Hi Filippo, are you saying by putting the host in the ip without proxy proxy it wont cut internet?
Will it likely allow the server full access to the internet without proxy and filter restriction?
So when I try this (putting the server in the Hosts without proxy section) I cannot get to any webpages or sign in to the backup software. So the server with that ip completely loses access to browsing (Not I am in Transparent with SSL).
I had hoped this would give me full access to the internet so the backup software connection would work.
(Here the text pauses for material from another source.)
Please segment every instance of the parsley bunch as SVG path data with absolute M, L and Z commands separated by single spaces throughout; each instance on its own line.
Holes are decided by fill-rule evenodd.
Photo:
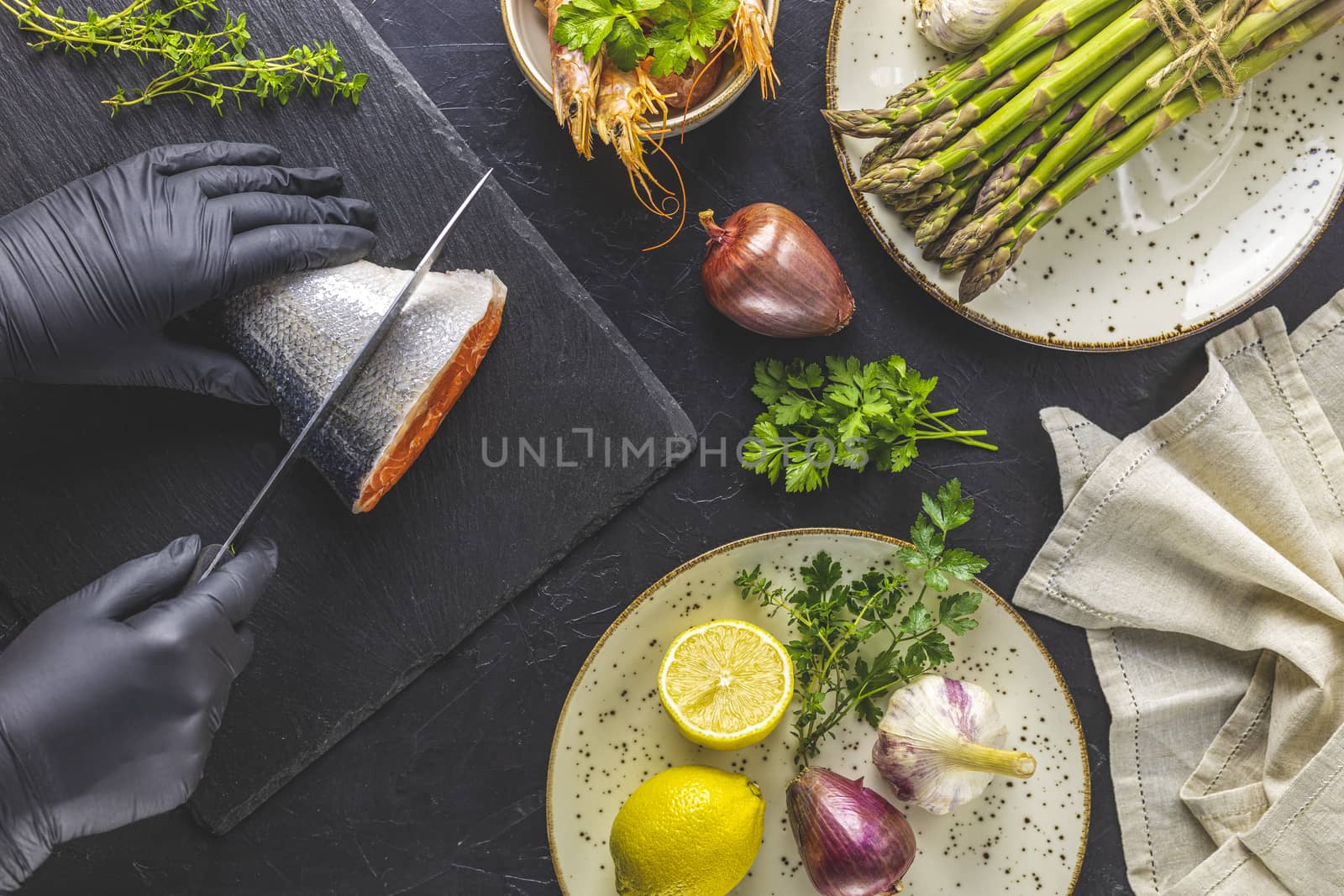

You may have created some firewall rules somewhere that block internet access. Have a look in firewall.log.
This is what I have in my firewall rules:
I am just blocking external access from coming in. I am not entirely sure what to look for in the firewall log but it looks clear. The log shows the last activity was at 5am this morning.
Would it help if I posted some of that log?
Updated: I have tried to disable both those rules but still get the issue with cloud backup.
So I think I may have solved the issue and I wanted to share for some feedback.
I needed to create an entry in the firewall to allow the server Access to Any like this:
and then I need to list the host in the “Hosts without Proxy” like this:
When I did these two things, suddenly the Idrive service was allowed.
Does the firewall entry have any security risks from outside the network?